Here, $I_{15}$ is the current across $15\text{ Ω}$ resistor.

Substitute $120\text{ V}$ for $V_{ab}$ and $15\text{ Ω}$ for $R_2$

$\begin{array}{c}{I}_{15}=\frac{120\text{ V}}{\left(\text{15 Ω}\right)}\\ =8\text{ A}\end{array}$

The voltage across the parallel combination of resistors $30\text{ Ω}$, $9\text{ Ω}$, and $18\text{ Ω}$ is equal to $V_{de}$.

Write the expression for the current across $9\text{Ω}$ resistor:

$V_{de}=I_9{R}_3$

Rearrange for $I_9$

$I_9=\frac{V_{de}}{R_3}$

Here, $I_9$ is the current across $9\text{ Ω}$ resistor.

Substitute $100\text{ V}$ for $V_{de}$ and $9\text{ Ω}$ for $R_3$

$\begin{array}{c}{I}_9=\frac{100\text{ V}}{\left(\text{9 Ω}\right)}\\ =11.11\text{ A}\end{array}$

Write the expression for the current across $18\text{Ω}$ resistor:

$V_{de}=I_{18}{R}_4$

Rearrange for $I_{18}$

$I_{18}=\frac{V_{de}}{R_4}$

Here, $I_{18}$ is the current across $18\text{ Ω}$ resistor.

Substitute $100\text{ V}$ for $V_{de}$ substitute $R_4$ for $18\Omega$

$\begin{array}{c}{I}_{18}=\frac{100\text{ V}}{\left(\text{18 Ω}\right)}\\ =5.56\text{ A}\end{array}$

Write the expression for the current across $30\text{Ω}$ resistor:

$V_{de}=I_{30}{R}_5$

Rearrange for $I_{30}$

$I_{30}=\frac{V_{de}}{R_5}$

Here, $I_{30}$ is the current across $30\text{ Ω}$ resistor.

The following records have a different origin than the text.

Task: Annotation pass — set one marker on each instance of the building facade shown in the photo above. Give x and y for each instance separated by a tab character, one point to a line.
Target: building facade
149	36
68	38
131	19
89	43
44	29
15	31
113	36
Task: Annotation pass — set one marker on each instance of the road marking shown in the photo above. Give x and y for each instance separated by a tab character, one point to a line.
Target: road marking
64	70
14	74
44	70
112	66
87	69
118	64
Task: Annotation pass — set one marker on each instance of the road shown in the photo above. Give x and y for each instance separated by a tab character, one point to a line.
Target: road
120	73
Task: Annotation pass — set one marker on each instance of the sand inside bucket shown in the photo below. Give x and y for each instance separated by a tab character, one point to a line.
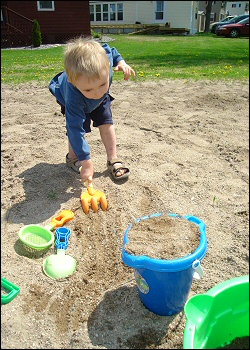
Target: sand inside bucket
163	237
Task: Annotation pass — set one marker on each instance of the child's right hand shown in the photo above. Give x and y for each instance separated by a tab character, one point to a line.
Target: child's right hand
87	171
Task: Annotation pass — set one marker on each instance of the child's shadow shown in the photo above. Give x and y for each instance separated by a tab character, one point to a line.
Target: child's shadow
47	188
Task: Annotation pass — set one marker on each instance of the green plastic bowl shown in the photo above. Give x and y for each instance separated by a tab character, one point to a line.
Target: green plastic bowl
216	318
36	237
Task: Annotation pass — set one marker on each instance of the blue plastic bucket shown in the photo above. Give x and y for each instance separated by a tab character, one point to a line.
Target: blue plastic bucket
164	285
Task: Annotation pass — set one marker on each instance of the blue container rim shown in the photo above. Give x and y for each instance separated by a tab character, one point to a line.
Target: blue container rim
162	265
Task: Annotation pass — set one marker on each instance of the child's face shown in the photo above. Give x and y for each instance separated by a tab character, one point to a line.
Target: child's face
93	88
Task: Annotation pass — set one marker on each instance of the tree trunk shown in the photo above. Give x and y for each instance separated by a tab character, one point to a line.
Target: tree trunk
208	13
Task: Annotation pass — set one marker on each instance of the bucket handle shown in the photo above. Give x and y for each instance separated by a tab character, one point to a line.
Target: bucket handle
198	272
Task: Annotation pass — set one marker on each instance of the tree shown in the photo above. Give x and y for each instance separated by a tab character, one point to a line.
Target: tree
208	13
36	34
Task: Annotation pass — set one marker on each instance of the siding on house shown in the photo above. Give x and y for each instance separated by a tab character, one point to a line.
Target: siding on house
68	19
217	11
180	14
237	7
69	16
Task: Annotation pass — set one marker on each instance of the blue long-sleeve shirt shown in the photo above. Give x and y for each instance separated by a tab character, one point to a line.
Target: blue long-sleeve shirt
77	105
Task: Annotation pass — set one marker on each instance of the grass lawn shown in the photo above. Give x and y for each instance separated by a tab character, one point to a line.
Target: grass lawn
152	56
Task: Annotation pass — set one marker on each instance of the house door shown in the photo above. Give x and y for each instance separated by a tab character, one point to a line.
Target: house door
159	11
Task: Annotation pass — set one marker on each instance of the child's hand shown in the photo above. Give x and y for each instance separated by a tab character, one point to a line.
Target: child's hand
87	171
125	68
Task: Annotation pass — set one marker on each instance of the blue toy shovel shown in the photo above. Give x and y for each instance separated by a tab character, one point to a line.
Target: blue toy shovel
60	265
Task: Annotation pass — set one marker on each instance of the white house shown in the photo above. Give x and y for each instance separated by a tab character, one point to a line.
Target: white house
177	14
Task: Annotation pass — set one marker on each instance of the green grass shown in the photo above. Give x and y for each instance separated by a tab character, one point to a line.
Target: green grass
153	57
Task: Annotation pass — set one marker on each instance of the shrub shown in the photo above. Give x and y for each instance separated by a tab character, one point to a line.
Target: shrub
36	34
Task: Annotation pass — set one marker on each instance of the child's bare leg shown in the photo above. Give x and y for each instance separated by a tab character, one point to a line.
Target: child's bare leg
71	154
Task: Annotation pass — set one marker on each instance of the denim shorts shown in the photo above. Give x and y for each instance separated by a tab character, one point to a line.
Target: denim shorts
100	116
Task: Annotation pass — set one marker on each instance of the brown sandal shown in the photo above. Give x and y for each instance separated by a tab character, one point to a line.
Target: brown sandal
116	165
71	163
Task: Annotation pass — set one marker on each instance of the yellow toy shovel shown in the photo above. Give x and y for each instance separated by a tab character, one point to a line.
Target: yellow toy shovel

Substitute $100\text{ V}$ for $V_{de}$ Substitute $30\text{ Ω}$ for

$\begin{array}{c}{I}_{30}=\frac{100\text{ V}}{\left(\text{30 Ω}\right)}\\ =3.33\text{ A}\end{array}$

Conclusion:

The current across the $4\text{ Ω}$ resistance is $\text{20 A}$, across $10\text{ Ω}$ is $12\text{ A}$, across $15\text{ Ω}$ is $8\text{ A}$, across $9\text{ Ω}$ is $11.11\text{ A}$, across $18\text{ Ω}$ is $5.56\text{ A}$, and across $30\text{ Ω}$ is $3.33\text{ A}$.